Now that he can never be a musician, Joe is all fighter. Moody and Lorna announce that they are getting married in a few days. Joe is still in love with Lorna, and it is obvious that his unhappiness is hurting his career. While Joe is fighting badly in his most important match, Fuseli blames Lorna and threatens to kill her. Joe, however, returns to the dressing room a victor. A few moments later they are told that the other fighter died after being floored by Joe’s knockout punch. Everyone leaves the dressing room except Lorna and Joe. She tells him that she loves him and asks him to go back to his music. He shows her his mutilated hands. However, he decides to give up fighting, and he and Lorna go for a wild ride in order to celebrate.
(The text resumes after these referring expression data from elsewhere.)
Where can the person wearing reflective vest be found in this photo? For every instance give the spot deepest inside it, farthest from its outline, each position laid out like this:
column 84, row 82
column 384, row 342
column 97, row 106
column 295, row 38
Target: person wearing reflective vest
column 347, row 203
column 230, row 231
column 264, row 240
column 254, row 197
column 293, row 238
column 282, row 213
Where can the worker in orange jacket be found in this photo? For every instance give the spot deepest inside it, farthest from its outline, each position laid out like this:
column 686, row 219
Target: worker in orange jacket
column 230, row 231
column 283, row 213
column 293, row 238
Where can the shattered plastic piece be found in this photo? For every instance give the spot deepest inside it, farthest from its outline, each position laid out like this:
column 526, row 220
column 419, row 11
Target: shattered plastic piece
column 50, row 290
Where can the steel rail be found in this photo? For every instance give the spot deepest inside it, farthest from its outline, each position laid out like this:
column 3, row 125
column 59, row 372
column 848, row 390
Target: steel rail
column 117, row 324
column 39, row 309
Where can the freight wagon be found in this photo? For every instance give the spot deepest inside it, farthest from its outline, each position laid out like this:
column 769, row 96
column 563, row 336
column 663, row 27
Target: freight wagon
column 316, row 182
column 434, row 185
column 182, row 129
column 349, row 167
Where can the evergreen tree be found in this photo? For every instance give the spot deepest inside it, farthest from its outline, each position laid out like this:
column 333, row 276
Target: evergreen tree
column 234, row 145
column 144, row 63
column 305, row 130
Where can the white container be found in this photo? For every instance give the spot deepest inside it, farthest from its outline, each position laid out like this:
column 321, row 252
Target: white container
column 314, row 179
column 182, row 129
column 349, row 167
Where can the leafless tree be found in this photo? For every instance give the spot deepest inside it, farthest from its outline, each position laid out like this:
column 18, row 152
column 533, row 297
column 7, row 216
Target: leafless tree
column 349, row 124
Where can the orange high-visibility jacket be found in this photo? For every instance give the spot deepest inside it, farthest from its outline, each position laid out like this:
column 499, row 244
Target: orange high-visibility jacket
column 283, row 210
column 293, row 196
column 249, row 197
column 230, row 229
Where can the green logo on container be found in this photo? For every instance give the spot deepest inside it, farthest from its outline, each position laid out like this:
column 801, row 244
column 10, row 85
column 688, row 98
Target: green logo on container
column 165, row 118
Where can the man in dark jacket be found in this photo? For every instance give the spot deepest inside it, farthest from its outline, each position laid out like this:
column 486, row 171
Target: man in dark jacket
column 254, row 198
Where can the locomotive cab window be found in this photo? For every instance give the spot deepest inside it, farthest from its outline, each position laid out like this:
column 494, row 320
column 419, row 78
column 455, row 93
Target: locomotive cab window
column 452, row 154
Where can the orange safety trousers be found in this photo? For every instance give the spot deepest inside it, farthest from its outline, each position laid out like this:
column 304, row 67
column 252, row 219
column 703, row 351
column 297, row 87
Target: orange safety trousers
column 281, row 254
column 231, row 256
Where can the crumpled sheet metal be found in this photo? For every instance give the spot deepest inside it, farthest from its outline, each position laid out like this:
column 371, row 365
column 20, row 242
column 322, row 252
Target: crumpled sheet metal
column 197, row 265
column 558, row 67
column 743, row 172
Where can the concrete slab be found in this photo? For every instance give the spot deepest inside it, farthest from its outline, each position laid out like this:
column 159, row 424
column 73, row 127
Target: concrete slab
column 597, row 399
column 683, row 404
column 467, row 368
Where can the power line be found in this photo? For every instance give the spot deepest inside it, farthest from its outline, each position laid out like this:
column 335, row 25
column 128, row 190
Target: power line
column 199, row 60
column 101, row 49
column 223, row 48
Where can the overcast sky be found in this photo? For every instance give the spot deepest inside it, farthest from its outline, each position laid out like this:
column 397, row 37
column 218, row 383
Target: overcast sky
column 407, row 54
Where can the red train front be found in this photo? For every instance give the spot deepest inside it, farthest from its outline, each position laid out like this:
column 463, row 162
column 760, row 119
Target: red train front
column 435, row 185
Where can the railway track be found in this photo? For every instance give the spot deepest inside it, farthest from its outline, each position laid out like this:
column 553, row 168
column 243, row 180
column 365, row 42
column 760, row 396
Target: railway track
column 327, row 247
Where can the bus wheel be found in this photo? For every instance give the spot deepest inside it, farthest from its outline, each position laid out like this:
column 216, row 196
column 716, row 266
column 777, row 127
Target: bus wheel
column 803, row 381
Fuseli, Moody, and the others, not knowing where Joe and Lorna have gone, go to Joe’s home and drink and talk while they wait for his return. The telephone rings in the middle of an argument to decide who will own Joe in the future. Joe and Lorna have been killed in an automobile accident. Mr. Bonaparte leaves to claim Joe’s body and bring him home where he belongs.
Summary
The first of Odets’s plays since Waiting for Lefty not to employ the Yiddish American vernacular at which Odets was so adept, Golden Boy is also the first play he wrote after going to California to write film scripts. In this play, Joe Bonaparte, a poor youth from humble circumstances, is faced with the agonizing decision of whether to continue in boxing, which will bring him substantial material rewards but will compromise his wish to have a career as a violinist. At the time he wrote this play, Odets was facing a personal crisis not unlike Joe’s, but he sought to assuage his pain at leaving the Group Theatre by writing a play for them that might relieve some of the financial pressures that threatened to force the Group to disband.
In Awake and Sing!, Moe Axelrod, the cynic, speaks of “One thing to get another.” Making choices is what life is all about. Joe Bonaparte opts for the comfort and security that boxing will afford him. He enjoys the outward manifestations of his success, particularly his supercharged Duesenberg roadster, but, as Gerard Weales has observed, he suffers from “the disintegration brought on by success.” The very sensitivity that a good musician needs is antithetical to the qualities that good fighters need. It is too late for Joe to turn back. His hands are damaged beyond repair, and now he faces failure as a boxer. His end comes when he crashes his Duesenberg and dies from the impact.